Bacterial Lipopolysaccharide Augmented Malignant Transformation and Promoted the Stemness in Prostate Cancer Epithelial Cells

Sijie Tang; Xueqi Lian; Huiying Cheng; Jiaqian Guo; Daguang Ni; Can Huang; Xiang Gu; Hong Meng; Jiajia Jiang; Xiaohua Li

doi:10.2147/JIR.S332943

Bacterial Lipopolysaccharide Augmented Malignant Transformation and Promoted the Stemness in Prostate Cancer Epithelial Cells

J Inflamm Res. 2021 Nov 9:14:5849-5862. doi: 10.2147/JIR.S332943. eCollection 2021.

Authors

Sijie Tang^{1

2}, Xueqi Lian¹, Huiying Cheng¹, Jiaqian Guo¹, Daguang Ni¹, Can Huang¹, Xiang Gu², Hong Meng³, Jiajia Jiang¹, Xiaohua Li^{1

4

5}

Affiliations

¹ The Aoyang Cancer Institute, Affiliated Aoyang Hospital of Jiangsu University, Zhangjiagang, Suzhou, 215600, People's Republic of China.
² Department of Urology, the Affiliated Aoyang Hospital of Jiangsu University, Zhangjiagang, Suzhou, 215600, People's Republic of China.
³ Perinatology Research Branch, Eunice Kennedy Shriver National Institute of Child Health and Human Development, National Institutes of Health, Detroit, MI, 48201, USA.
⁴ The Laboratory of Clinical Genomics, Hefei KingMed Diagnostics Ltd, Hefei, 230088, People's Republic of China.
⁵ National Center for Gene Testing Technology Application & Demonstration (Anhui), Hefei, 230088, People's Republic of China.

Abstract

Purpose: To study bacterial lipopolysaccharide (LPS)-induced cancer stem-like transformation and to investigate the inhibitory effect of Trichostatin A (TSA) on the malignant transformation through targeting p-Stat3 signaling.

Methods: 2D, 3D, and serum-free suspension culture system were used to study LPS-induced malignant transformation in series malignant grade of prostate cancer (PCa) epithelial cells. Flow cytometry assay and RT-PCR were utilized to evaluate the CD44⁺CD133⁺ stem cell population, the expression of inflammatory cytokines and series tumor stemness biomarkers. Meanwhile, Western blot was used to analyze the alteration of cell signaling associated-molecules by treatment with TSA, an original antifungal antibiotic and a panel inhibitor of histone deacetylase.

Results: Our study found that LPS promoted the migration, invasion and stem-like tumoroshpere forming in multiple PCa cell lines including DU145, PC3, 22RV1, LNCaP. LPS also enriched CD44⁺CD133⁺ stem cell population and increased the expression of series tumor stemness biomarkers (e.g., CD44, CD133, SOX-2, α-intergrin, Nestin, etc.). TSA was found to prevent tumor cell migration, invasion and tumorosphere forming in DU145 and PC3 cells with increasing tumor suppressive Maspin and reducing both phosphorylation of Stat3 (p-Stat3) and pro-oncogene c-Myc expression in LPS-treated DU145 cells. Furthermore, blocking Stat3 signaling pathway by treatment with TSA and/or small molecule compound Stattic of an p-Stat3 inhibitor effectively abrogated LPS-induced tumorosphere forming with decrease of IL-6, IL-8 and stemness biomarkers CD44, SOX-2 expression.

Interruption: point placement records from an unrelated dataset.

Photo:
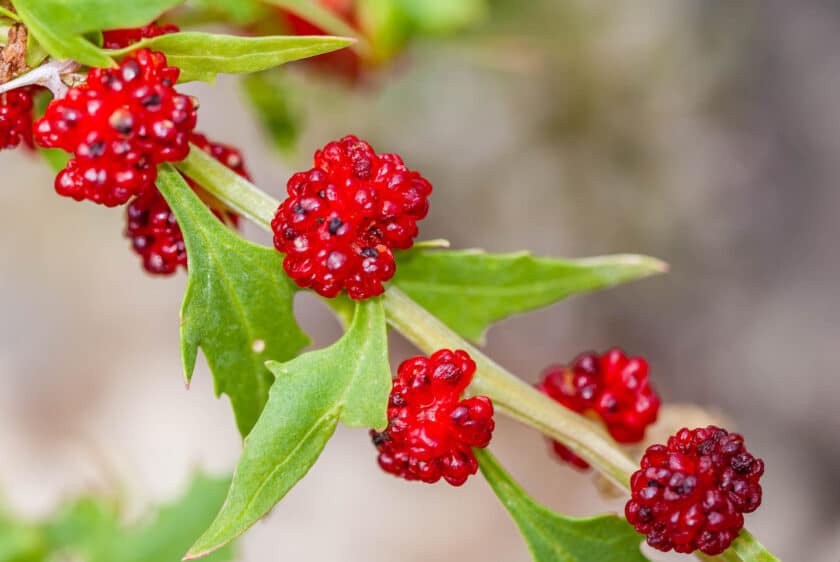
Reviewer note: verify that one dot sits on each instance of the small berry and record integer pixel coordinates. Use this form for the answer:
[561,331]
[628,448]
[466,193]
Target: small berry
[431,432]
[151,224]
[344,217]
[691,494]
[119,38]
[119,125]
[16,118]
[612,388]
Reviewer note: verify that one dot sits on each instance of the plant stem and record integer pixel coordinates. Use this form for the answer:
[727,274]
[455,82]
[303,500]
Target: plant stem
[508,392]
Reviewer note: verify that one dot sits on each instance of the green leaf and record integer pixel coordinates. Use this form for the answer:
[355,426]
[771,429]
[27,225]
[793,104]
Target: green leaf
[166,535]
[555,538]
[237,306]
[470,289]
[81,16]
[56,39]
[747,548]
[201,56]
[271,96]
[349,380]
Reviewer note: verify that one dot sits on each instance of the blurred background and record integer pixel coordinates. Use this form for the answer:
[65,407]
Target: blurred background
[703,133]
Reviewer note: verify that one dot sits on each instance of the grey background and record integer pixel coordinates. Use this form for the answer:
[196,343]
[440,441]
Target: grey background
[704,133]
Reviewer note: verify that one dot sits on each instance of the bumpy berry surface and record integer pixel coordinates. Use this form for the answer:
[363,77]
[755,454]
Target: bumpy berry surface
[151,225]
[612,388]
[344,217]
[16,118]
[119,125]
[119,38]
[691,494]
[431,431]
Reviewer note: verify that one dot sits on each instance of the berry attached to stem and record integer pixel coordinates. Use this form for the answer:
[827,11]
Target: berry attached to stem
[431,432]
[151,224]
[691,494]
[611,388]
[119,126]
[344,217]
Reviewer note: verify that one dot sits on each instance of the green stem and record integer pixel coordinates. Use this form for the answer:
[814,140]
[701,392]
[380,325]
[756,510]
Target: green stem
[509,393]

Conclusion: Our data demonstrated that the inflammatory agent of bacterial LPS augmented malignant transformation and promoted the cancerous stemness in PCa epithelial cells. TSA could prevent, at least in part, the LPS-induced malignant transformation by targeting p-Stat3/c-Myc signaling pathway and reducing inflammatory IL-6, IL-8. In addition, the assay of LPS-induced tumorosphere forming could serve as a simple and an easy handling method for targeting cancer stem cells drug screening in vitro in clinical practice.

Keywords: bacterial lipopolysaccharide; cancer stemness; epithelial malignant transformation; prostate cancer; tumorosphere forming.

Grants and funding

This work was supported by National Natural Science Foundation of China (81572741) and Wu Jieping Medical Foundation (320.6750.14120) to Li X, by Zhangjiagang Science and Technology support program (ZKS2023, ZKS2047), and by Jiangsu University Clinical Medicine Science and Technology Development Foundation (JLY2021099). The funding sponsors had neither role in the study design, collection, analysis or interpretation of data, nor in writing the report.